Tax Reform: Pass-Through Income Deduction Edition

1/26/2018

Currently, owners of partnerships, S corporations, and sole proprietorships – as "pass-through” entities – pay tax at the individual rates, with the highest rate at 39.6 percent. The highest rate is reduced to 37 percent under the Tax Cuts and Jobs Act starting in 2018. The Act also allows a temporary deduction in an amount equal to 20 percent of qualified income of pass-through entities, subject to a number of limitations and qualifications. Conversely, the Tax Cuts and Jobs Act limits the deduction for excess business losses from pass-through entities.  Let’s dive into the details and see how this effects your business.


Pass-through Income Deduction

Non-corporate taxpayers may deduct up to 20 percent of domestic qualified business income from a partnership, S corporation, or sole proprietorship (Code Sec. 199A deduction). A similar deduction is allowed for specified agricultural or horticultural cooperatives. Unfortunately there are limitations if you cross over the income thresholds for single filers with taxable income above $157,500 or for joint filers with taxable income above $315,000. Those limitations include a calculation of your deduction that may not exceed the greater of: 50% of the W-2 wages paid by the business or 25% of the W-2 wages paid by the business plus 2.5% of the unadjusted basis of depreciable property owned by the business. In addition, the deduction is not allowed for specialized trade or business income which includes income stemming from performance of services in the fields of health, law, accounting, actuarial science, performing arts, consulting, athletics, financial services, brokerage services, or any business where the principal asset of the business is the reputation or skill of one or more of its employees. The deduction applies to tax years from 2018 through 2025.

 

For individual taxpayers, the Code Sec. 199A deduction is not allowed in determining adjusted gross income. Further, it is not an itemized deduction, but it is available to individuals who itemize deductions and to those who claim the standard deduction. However, the deduction amount cannot be more than the taxpayer’s taxable income (reduced by net capital gain) for the tax year.

 

The Code Sec. 199A deduction is similar to the domestic production activities deduction under Code Sec. 199, in that both allow taxpayers to deduct a portion of their "taxable income” if it is less than a portion of their relevant business income. Also, neither deduction can be claimed if the taxpayer has no relevant business income. It is anticipated that the IRS will provide a new worksheet or form for calculating the Code Sec. 199A deduction, similar to Form 8903, Domestic Production Activities Deduction.

 

Example : Bob works as an executive with a large company and earns a W-2 salary of $500,000. In addition, he is the sole owner of an LLC that owns rental real estate. Bob reports net profit from the LLC of $300,000 and has total taxable income of $720,000 (before application of the pass-through deduction). The unadjusted basis of the LLC properties is $1,400,000, and the LLC pays W-2 wages to a property manager of $80,000.
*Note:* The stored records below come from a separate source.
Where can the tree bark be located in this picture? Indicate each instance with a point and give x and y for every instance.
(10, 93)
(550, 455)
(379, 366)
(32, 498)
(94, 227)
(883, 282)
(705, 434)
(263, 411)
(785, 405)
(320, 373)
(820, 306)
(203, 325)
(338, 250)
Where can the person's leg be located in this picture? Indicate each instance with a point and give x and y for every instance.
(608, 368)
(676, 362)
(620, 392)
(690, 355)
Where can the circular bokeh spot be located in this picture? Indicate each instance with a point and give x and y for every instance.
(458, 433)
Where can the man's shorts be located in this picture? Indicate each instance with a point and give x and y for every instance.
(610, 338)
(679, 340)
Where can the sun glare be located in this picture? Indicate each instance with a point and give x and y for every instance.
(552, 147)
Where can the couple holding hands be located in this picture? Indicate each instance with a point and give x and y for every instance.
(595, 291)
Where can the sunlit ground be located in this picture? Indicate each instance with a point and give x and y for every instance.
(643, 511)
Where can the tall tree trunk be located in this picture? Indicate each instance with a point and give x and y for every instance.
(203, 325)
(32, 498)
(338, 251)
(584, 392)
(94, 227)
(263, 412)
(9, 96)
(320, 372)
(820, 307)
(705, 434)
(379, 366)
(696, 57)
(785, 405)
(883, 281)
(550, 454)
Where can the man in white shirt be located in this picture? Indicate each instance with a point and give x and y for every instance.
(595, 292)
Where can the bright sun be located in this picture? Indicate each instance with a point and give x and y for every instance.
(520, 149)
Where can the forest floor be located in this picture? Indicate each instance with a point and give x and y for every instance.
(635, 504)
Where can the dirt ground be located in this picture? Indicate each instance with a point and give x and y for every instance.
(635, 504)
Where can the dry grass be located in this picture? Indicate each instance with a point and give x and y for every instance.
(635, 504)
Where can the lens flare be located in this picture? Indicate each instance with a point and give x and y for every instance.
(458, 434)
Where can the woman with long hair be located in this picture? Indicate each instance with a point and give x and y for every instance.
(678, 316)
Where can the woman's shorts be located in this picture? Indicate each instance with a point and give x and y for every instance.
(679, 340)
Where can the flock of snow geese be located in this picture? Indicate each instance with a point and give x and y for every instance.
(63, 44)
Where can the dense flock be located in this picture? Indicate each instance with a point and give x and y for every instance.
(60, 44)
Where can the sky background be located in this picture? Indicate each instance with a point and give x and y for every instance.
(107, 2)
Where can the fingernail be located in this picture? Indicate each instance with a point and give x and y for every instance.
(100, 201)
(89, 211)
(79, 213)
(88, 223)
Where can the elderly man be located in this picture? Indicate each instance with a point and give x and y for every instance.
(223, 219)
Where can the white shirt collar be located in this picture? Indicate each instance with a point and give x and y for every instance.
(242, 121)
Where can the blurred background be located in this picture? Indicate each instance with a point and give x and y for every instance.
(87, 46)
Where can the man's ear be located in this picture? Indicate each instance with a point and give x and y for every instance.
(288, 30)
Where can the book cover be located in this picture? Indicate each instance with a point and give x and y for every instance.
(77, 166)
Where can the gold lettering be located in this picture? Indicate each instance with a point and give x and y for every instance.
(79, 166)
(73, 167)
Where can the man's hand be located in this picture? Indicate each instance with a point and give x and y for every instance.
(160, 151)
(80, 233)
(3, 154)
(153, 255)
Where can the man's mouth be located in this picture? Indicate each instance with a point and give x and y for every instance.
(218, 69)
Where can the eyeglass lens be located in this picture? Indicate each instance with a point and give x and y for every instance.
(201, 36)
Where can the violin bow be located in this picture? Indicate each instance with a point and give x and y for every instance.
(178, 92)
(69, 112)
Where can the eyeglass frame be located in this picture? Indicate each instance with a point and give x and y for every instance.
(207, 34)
Bob is well beyond the phase-out range, but since LLC is not a specialized service trade or business, he is not precluded from taking the 20% pass-through deduction. Rather, instead of simply applying the deduction to the lesser of eligible business income, or taxable income, less capital gains, we must now incorporate the third test noted above. As a result, Bob’s pass-through deduction will be $55,000, which is the lowest of the following amounts:

1) $60,000, which is 20% of Bob’s eligible business income of $300,000

2) $144,000, which is 20% of Bob’s taxable income of $720,000

3) The greater of:

      1. $40,000, which is 50% of the LLC’s W-2 wages of $80,000
      2. $55,000 which is 25% of the LLC’s W-2 wages of $80,000 plus 2.5% of the $1,400,000 unadjusted basis of the LLC property


Limit on Excess Business Losses for Non-corporate Taxpayers

 

Under the Tax Cuts and Jobs Act, excess business losses of non-corporate taxpayers are not allowed for tax years beginning after December 31, 2017, and before January 1, 2026. Any excess business loss that is disallowed is treated as part of the taxpayer’s net operating loss (NOL) carryover to the following tax year.

 

Non-corporate taxpayers must apply this rule for excess business losses after applying the passive activity loss rules. For partnerships and S corporations, the limit on excess business losses is applied at the partner or shareholder level.

 

Comment: For losses arising in tax years beginning after December 31, 2017, an NOL may generally only reduce 80 percent of taxable income in a carryback or carryforward tax year.

 

An "excess business loss” is the excess, if any, of

(1) the taxpayer’s aggregate deductions for the tax year from the taxpayer’s trades or businesses, determined without regard to whether or not such deductions are disallowed for such tax year under the excess business loss limitation; over

(2) the sum of

(a) the taxpayer’s aggregate gross income or gain for the tax year from such trades or businesses,      plus

(b) $250,000, adjusted for inflation (200 percent of the $250,000 amount in the case of a joint return).

 

The $250,000 amount is adjusted for inflation for tax years beginning after December 31, 2018.